Error analysis in stereo vision for location measurement of 3D point
NASA Astrophysics Data System (ADS)
Li, Yunting; Zhang, Jun; Tian, Jinwen
2015-12-01
Location measurement of 3D point in stereo vision is subjected to different sources of uncertainty that propagate to the final result. For current methods of error analysis, most of them are based on ideal intersection model to calculate the uncertainty region of point location via intersecting two fields of view of pixel that may produce loose bounds. Besides, only a few of sources of error such as pixel error or camera position are taken into account in the process of analysis. In this paper we present a straightforward and available method to estimate the location error that is taken most of source of error into account. We summed up and simplified all the input errors to five parameters by rotation transformation.

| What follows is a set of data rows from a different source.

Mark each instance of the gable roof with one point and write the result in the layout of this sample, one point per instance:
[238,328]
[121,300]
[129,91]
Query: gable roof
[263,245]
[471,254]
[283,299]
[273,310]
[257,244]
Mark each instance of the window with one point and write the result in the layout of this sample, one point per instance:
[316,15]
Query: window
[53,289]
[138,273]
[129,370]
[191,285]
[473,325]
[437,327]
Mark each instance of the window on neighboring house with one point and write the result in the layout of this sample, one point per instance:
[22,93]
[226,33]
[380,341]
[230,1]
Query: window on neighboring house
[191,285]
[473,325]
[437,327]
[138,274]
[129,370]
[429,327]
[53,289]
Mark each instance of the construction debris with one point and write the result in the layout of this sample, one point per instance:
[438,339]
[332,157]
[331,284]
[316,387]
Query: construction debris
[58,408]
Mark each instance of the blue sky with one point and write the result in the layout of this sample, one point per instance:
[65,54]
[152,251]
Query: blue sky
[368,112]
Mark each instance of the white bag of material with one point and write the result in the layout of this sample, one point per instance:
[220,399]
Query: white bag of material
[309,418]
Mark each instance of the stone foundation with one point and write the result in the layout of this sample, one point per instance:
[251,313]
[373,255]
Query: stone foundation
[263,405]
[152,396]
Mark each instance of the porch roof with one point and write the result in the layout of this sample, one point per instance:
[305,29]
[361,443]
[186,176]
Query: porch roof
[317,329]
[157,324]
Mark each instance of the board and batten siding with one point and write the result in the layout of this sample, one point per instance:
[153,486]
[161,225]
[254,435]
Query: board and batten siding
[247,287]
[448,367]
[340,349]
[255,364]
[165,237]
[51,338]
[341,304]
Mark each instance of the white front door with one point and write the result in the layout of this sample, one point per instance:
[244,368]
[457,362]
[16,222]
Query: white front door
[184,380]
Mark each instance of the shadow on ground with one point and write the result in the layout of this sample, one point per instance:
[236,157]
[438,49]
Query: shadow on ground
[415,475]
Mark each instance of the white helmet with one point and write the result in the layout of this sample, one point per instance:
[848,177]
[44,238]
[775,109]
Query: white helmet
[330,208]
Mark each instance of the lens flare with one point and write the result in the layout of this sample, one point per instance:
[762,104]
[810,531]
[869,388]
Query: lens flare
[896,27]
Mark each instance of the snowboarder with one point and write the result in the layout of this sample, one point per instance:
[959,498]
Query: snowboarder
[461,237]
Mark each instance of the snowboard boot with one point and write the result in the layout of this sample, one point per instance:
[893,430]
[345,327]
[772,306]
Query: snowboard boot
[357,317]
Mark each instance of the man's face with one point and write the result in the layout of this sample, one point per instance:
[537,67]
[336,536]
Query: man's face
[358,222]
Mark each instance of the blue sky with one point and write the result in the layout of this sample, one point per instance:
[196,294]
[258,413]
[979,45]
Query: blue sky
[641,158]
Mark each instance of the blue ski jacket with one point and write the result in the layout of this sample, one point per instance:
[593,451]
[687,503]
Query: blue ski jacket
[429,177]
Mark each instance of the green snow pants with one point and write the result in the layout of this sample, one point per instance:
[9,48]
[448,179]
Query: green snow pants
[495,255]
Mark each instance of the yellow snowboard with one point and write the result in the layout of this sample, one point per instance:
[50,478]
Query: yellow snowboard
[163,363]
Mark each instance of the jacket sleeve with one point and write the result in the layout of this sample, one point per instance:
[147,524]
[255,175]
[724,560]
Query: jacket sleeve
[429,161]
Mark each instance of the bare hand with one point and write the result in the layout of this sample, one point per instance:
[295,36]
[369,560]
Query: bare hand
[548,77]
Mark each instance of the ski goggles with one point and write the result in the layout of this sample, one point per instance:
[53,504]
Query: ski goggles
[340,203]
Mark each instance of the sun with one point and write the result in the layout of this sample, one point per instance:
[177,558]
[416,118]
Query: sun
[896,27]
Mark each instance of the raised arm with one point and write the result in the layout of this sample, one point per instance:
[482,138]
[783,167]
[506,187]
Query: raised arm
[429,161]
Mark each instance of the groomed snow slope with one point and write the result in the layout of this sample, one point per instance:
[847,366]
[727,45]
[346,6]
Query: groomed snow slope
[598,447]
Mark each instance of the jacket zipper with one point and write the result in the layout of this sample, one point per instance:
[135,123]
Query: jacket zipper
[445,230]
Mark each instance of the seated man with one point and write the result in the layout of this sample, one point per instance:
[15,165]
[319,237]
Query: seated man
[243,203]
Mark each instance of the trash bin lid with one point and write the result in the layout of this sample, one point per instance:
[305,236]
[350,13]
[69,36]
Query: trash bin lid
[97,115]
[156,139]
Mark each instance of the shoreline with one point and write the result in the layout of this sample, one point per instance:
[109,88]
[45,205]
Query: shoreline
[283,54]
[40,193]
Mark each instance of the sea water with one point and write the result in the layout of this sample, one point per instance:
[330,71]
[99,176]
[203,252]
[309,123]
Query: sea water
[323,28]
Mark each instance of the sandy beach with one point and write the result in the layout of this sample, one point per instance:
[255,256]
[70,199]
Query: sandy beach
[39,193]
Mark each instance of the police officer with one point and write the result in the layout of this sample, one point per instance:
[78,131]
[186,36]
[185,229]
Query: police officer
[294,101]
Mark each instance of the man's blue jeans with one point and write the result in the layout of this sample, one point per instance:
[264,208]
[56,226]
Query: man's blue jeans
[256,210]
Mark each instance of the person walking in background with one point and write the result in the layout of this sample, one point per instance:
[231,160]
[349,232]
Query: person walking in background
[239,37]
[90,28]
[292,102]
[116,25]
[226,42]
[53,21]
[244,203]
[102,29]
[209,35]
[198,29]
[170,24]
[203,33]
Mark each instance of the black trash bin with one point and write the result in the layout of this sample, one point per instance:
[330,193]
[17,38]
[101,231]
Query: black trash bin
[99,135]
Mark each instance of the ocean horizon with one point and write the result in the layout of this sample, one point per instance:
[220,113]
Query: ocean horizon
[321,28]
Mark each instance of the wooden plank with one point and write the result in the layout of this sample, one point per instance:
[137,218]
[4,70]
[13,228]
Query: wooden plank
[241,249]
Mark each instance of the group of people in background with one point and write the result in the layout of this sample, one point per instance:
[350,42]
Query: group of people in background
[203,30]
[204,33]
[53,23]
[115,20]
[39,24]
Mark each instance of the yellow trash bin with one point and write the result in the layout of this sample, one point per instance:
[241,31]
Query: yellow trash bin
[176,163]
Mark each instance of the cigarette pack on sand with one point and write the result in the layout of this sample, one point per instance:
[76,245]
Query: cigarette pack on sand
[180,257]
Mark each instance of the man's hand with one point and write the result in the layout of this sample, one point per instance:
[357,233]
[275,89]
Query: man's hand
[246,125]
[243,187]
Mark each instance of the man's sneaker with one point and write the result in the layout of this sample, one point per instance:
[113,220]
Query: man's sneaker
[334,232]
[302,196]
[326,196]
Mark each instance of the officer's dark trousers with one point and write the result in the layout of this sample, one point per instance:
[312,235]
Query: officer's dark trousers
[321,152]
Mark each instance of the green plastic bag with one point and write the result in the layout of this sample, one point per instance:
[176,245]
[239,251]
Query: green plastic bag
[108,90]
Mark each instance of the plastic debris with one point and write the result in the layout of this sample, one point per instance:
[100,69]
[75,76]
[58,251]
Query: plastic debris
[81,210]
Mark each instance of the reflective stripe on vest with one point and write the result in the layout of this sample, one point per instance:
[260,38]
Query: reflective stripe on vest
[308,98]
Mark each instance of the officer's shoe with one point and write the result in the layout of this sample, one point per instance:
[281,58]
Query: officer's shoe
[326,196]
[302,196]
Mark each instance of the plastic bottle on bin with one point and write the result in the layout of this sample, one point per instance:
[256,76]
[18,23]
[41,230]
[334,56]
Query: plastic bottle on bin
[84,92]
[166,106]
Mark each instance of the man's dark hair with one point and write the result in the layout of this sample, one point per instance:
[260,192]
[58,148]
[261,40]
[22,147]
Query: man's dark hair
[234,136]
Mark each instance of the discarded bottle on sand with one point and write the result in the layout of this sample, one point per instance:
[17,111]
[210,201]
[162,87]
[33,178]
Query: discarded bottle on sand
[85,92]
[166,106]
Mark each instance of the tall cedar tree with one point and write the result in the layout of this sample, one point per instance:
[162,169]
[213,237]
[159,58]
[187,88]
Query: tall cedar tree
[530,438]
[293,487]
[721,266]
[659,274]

Then we use the fast algorithm of midpoint method to deduce the mathematical relationships between target point and the parameters. Thus, the expectations and covariance matrix of 3D point location would be obtained, which can constitute the uncertainty region of point location. Afterwards, we turned back to the error propagation of the primitive input errors in the stereo system and throughout the whole analysis process from primitive input errors to localization error. Our method has the same level of computational complexity as the state-of-the-art method. Finally, extensive experiments are performed to verify the performance of our methods.